21/07/20

"Abre a porta, Wilma!", disse Alcibíades

The History of the Peloponnesian War

Thucydides, trad. Richard Crawley

The History of the Peloponnesian War

Thucydides, narrado por Mike Rodgers




Tout commence en mystique et finit en politique.

Charles Péguy

Desconfiava que a política é o que resta dos ideais depois da digestão. Agora, não tenho muitas dúvidas. Acho desinteressante, porque nunca tive Machtwille e a coprofilia passa-me ao lado. Garantem-me, no entanto, que esta atitude é tão política como qualquer outra, o que me deixa bastante triste. Não sabia que a minha vida privada tinha um significado, ainda por cima político, e só me resta cagar (politicamente, claro) nessa ideia.

Não participo, mas gosto de ver os debates políticos nas redes sociais como quem vê documentários da BBC; os documentários da BBC têm David Attenborough a explicar o que aquela fauna anda lá a fazer; nas redes sociais, ando à deriva. Ignorância minha, certamente. Decidi, então, ler uma data de livros — que toda a gente nas redes sociais já leu — sobre o tópico, para melhorar a minha compreensão do espectáculo. 

Decidi começar pelos antigos. Há muita gente que jura que se pode entender Trump a ler Chateaubriand. Eu acredito que conhecer superficialmente uma realidade antiga, usando instrumentos modernos, é a melhor maneira de usar instrumentos antigos para não perceber a realidade moderna. Assim como assim, sempre gostei dos Flinstones. Mas estou a ser pessimista. Bismarck dizia que só uma pessoa estúpida aprende com os seus próprios erros; uma pessoa inteligente aprende com os erros dos outros. É um bom argumento para ler história, mas ninguém consegue aprender tanto, e os historiadores são prova disso.

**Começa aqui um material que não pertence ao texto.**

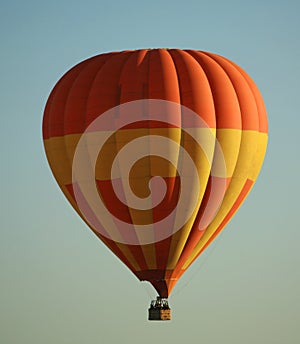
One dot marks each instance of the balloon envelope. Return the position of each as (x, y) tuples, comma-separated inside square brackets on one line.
[(156, 150)]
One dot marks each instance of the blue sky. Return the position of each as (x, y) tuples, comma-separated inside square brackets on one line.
[(58, 283)]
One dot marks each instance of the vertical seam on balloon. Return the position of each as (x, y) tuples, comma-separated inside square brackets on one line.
[(172, 53), (138, 247), (190, 53), (202, 63)]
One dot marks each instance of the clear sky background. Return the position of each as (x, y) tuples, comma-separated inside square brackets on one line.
[(58, 283)]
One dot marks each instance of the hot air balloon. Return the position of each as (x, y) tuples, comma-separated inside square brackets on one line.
[(156, 149)]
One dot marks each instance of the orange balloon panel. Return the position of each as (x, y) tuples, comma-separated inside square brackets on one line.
[(156, 150)]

Indeed this was the greatest movement yet known in history, not only of the Hellenes, but of a large part of the barbarian world—I had almost said of mankind.

O leitor de poesia épica vai ter uma grande desilusão; The History of the Peloponnesian War é uma anti-épica. Não há feito grandioso que não seja prontamente admoestado com várias considerações que o tornam trivial e, muitas vezes, acidental. Não há favores divinos, mas há o aproveitamento da crença em favores divinos; há coragem, mas sempre misturada com ganância e imbecilidade em doses iguais; e a honra existe mais na retórica do que em acto. 

O livro é essencialmente político, logo as minudências preambulares são tão importantes como as batalhas. Não é, então, surpreendente que as assembleias sejam mais interessantes do que as batalhas. As conspirações, traições, os abusos de ideias gerais não diferem muito do que se vê agora, mas Tucídides arruma tudo com bom estilo, e nós não temos essa sorte.

Os rivais Atenas e Esparta estão muito bem divididos, demasiado bem divididos. Atenas é apresentada como amante da liberdade (nos discursos) e inovadora, e Esparta como amante da disciplina e tradicionalista. Parece demasiado conveniente, mas os primeiros passos da guerra reflectem essas tendências. Esparta, mesmo espicaçada pelos excelentes embaixadores coríntios, aparece morosa e Atenas parece ter resposta para tudo. Atenas só parece abrandar quando, em Siracusa, perde no seu elemento, o mar. 

De resto, as batalhas decidem-se pelos atrasos, acasos e pelo horário das refeições. Política, no fundo.